Yeates asked the judge to keep Jenks in federal custody until the case is resolved, but defense attorney Rudy Bautista argued that his client hasn't made any threats against the alleged victim or tried to flee in the months since his arrest.

"We believe there are already safeguards in place," Bautista told the court.

Federal agents arrested Jenks in October after he was charged in Ute Tribal Court with rape, deviate sexual intercourse and unlawful sexual intercourse. He was initially booked into the Duchesne County Jail on those charges, but was later granted pretrial release.

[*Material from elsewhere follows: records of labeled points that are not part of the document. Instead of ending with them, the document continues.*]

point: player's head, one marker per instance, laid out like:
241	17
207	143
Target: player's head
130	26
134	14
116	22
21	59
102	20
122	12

Bautista noted that Jenks does not have any contact with children and has a home in Fort Duchesne, where he has strong family and community ties. Yeates countered that Jenks is in the middle of a divorce and his estranged wife wants to live in the house with the couple's children.

"She fled to Nevada with the kids (after Jenks' arrest)," Yeates said, adding that the woman believes the area where she is living now is unsafe for her children and would like to return to Utah.

Wells announced that she witnessed some of Jenks' supporters in the courtroom shaking their heads as Yeates spoke and saw others whispering to each other. She called a brief recess to talk to the attorneys.

"I'm concerned at the reaction I saw from those in the gallery," Wells said when she took the bench again, adding that she wanted FBI agents and Bureau of Indian Affairs police to watch for "any retaliation against the victim or her family."

Wells ordered Jenks to remain in custody until a bed is available at a federal halfway house in Salt Lake, or until suitable arrangements can be made for him to live somewhere along the Wasatch Front.

Outside the courtroom, Bautista said he plans to look into the possibility that Jenks has been falsely accused.

"I do intend to investigate thoroughly the possible motivation for fabricating these allegations," he said.

Jenks, 56, has served more than one term on the Ute Tribe Business Committee, where he represented members of the tribe's Uncompahgre Band. The six-member Business Committee exercises executive and legislative power on the Uintah-Ouray Indian Reservation in northeastern Utah. Jenks' most recent term in office ended in April 2013.

The tribal court case against Jenks is expected to be dismissed, now that the federal case has been filed. A conviction on the federal aggravated sex abuse charge carries a mandatory sentence of 30 years to life in prison. The sex abuse charge carries a possible sentence of up 15 years in prison.